Yukarı baktığında Peter’ı yanında görebiliyordu, gözleri yaşlıydı ve aynı zamanda odadaki diğer herkesi de görebiliyordu. Vücutlarında sahip oldukları huzursuz gerginliği görebiliyor ve hissedebiliyordu. Onu gördüklerinde nasıl da birdenbire rahatlamışlardı. Kalpleri sevinçle çarpıyor.
“Evet, öldün,” dedi Mundus. “Ve şimdi tekrar hayattasın, ama ne yazık ki, iyi haberler nedeniyle seni hayata döndürmedik. Çünkü unutma, Immortui’ye öldün, işi bitirmedin, bu yüzden bitirmen için seni geri getirmeye yardım ettim.
Bir bakıma, Mundus pek bir şey yapmış gibi hissetmiyordu. Zırh, Quinn’in anka kuşunu yenerek kazandığı bir şeydi. Aldığı sürenin uzunluğu nedeniyle karşılaştığı en zorlu savaşlardan biriydi. Israr etti ve kristali almayı başardı.
“Eminim bu, anka kuşunun da yeniden doğabileceği anlamına geliyor, çünkü gücü kullanıldı. Eh, bu çözülmesi gereken başka bir sorun olacak,” diye düşündü Mundus.
Odanın etrafına bakınıp olanların haberini duyan Quinn, şampiyonlardan birinin kayıp olduğunu görebiliyordu. Hikel’in kolları eksikti ve Sil’de bir şeyler ters gidiyordu.
Sadece bu da değil, dökülen kan eskisinden daha azdı. Ayağa kalktığında, sistem ekranı tekrar Quinn’in önünde belirdi.
[Görev tamamlandı]
[Gelişmiş Şeytan kanı elde ettiniz]
[Kan güçleriniz gelişti]
[Kan auranızın gücü arttı ve kan duyunuz da arttı!]
Az önce ortaya çıkan görev, genel iblis kanını tamamlamakla ilgiliydi. Görünüşe göre o uyurken, diğerleri görevi başarmayı başarmışlardı. Ama asıl şok edici, daha sonra ortaya çıkan şeydi.
“Siz çocuklar, Şeytan Kralların kanını da almayı başardınız. Bütün bu adamlara karşı savaştın!” Quinn inanamayarak sordu.

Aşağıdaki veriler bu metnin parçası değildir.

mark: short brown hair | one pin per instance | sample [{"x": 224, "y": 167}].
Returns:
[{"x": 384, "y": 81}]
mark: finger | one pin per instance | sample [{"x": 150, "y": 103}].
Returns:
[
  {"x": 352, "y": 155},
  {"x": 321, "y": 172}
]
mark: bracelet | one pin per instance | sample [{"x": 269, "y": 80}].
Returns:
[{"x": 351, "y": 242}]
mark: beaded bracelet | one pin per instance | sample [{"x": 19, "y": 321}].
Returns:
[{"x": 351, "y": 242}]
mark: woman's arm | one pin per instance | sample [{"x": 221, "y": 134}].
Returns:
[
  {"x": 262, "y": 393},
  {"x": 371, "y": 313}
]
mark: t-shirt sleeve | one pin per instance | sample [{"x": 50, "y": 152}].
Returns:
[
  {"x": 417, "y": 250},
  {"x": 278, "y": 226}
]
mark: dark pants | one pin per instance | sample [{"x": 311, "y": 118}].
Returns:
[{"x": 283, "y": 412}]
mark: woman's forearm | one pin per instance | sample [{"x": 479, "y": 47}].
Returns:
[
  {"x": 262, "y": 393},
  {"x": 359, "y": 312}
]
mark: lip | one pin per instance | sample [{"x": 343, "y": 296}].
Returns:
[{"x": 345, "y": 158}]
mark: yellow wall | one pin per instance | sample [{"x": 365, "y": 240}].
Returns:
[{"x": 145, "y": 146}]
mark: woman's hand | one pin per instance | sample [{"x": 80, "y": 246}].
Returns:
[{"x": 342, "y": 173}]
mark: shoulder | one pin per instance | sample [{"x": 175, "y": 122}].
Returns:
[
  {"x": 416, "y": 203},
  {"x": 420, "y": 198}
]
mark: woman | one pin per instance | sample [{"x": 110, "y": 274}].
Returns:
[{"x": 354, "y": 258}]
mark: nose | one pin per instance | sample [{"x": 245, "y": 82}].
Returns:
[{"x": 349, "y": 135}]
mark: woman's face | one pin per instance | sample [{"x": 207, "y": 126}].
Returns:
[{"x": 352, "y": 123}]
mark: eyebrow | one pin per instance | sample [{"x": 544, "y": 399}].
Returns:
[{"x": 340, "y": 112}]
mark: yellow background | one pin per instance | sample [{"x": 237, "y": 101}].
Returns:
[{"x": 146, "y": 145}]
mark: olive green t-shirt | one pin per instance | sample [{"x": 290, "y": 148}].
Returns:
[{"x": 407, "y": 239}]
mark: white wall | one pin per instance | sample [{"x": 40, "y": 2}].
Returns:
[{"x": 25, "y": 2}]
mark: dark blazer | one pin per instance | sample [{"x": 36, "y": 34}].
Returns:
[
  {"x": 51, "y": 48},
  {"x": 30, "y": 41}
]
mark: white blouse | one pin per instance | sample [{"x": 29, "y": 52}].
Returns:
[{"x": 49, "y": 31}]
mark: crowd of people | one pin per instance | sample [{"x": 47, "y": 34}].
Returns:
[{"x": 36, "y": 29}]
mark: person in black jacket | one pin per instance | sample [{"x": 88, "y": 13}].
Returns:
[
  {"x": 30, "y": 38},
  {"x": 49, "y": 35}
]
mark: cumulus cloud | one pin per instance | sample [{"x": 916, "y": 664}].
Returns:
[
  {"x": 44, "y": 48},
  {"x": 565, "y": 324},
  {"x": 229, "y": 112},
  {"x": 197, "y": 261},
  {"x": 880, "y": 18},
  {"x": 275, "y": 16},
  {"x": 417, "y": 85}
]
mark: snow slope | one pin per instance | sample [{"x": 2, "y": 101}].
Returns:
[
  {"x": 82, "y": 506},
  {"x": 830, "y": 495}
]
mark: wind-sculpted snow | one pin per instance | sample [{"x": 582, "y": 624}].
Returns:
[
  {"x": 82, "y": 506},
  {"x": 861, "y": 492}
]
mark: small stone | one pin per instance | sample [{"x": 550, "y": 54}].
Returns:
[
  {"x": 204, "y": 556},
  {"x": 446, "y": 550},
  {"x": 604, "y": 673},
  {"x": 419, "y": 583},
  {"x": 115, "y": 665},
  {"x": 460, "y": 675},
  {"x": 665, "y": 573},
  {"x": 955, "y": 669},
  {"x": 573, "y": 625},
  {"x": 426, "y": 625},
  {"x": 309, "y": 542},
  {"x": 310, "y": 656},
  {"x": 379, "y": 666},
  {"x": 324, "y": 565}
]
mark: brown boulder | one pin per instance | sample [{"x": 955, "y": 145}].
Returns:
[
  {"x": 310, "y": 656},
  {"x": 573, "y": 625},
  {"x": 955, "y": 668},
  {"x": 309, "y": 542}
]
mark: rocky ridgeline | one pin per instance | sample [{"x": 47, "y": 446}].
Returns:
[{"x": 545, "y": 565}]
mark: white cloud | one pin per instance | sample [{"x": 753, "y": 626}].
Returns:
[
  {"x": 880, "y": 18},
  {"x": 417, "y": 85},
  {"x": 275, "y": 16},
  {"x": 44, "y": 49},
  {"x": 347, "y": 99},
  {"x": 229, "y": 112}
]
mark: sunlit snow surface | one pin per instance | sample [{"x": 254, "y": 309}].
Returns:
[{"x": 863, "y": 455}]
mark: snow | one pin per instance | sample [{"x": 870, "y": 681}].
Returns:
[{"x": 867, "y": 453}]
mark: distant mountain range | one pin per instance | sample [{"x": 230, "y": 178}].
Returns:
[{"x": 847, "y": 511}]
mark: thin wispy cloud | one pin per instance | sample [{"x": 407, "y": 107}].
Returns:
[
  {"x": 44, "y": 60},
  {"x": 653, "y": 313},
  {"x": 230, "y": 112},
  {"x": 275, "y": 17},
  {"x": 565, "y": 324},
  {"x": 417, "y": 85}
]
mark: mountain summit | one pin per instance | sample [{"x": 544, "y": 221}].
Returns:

Hepsinin buraya gelmesine zaten çok şaşırmıştı, ama sadece bu da değil, ona onlardan beklediğinin çok ötesinde çok yardımcı olmuşlardı.
Quinn, Şeytan Krallardan birine karşı savaşmıştı; Bu onun için bile zor bir savaştı, bu yüzden diğerlerinin neler yaşadığını sadece hayal edebiliyordu. Tüm güçlerini kullanarak imkansızı tamamlamayı başardılar.
“Bu, sahip olduğumuz kan, işe yaradı mı?” Diye sordu Hikel.
Endişeliydiler çünkü teknik olarak sadece 4 tane Şeytan Kralın kanını elde edebilmişlerdi ama Tenbris ölmüştü, başka ne yapabilirlerdi ki? Eşsiz durum nedeniyle, aslında tüm iblis kralları yenememişlerdi.
Diğerlerine bakarken, mağaranın boşluğundan ve açıklığından Quinn onu, açılan büyük portalı görebiliyordu. İleri doğru yürüdü, kenarda durdu ve sistem ekranına baktı.
[Görev tamamlandı]
[Büyük İblis Irklarının 5’inin İblis Kral kanı emildi]
[Dönüşümün kilidi açıldı: İblis Formu]
[Artık İblis formunu istediğin zaman kontrol edebiliyorsun]
“Siz imkansızı başardınız; Şimdi aynısını yapma sırası bende!”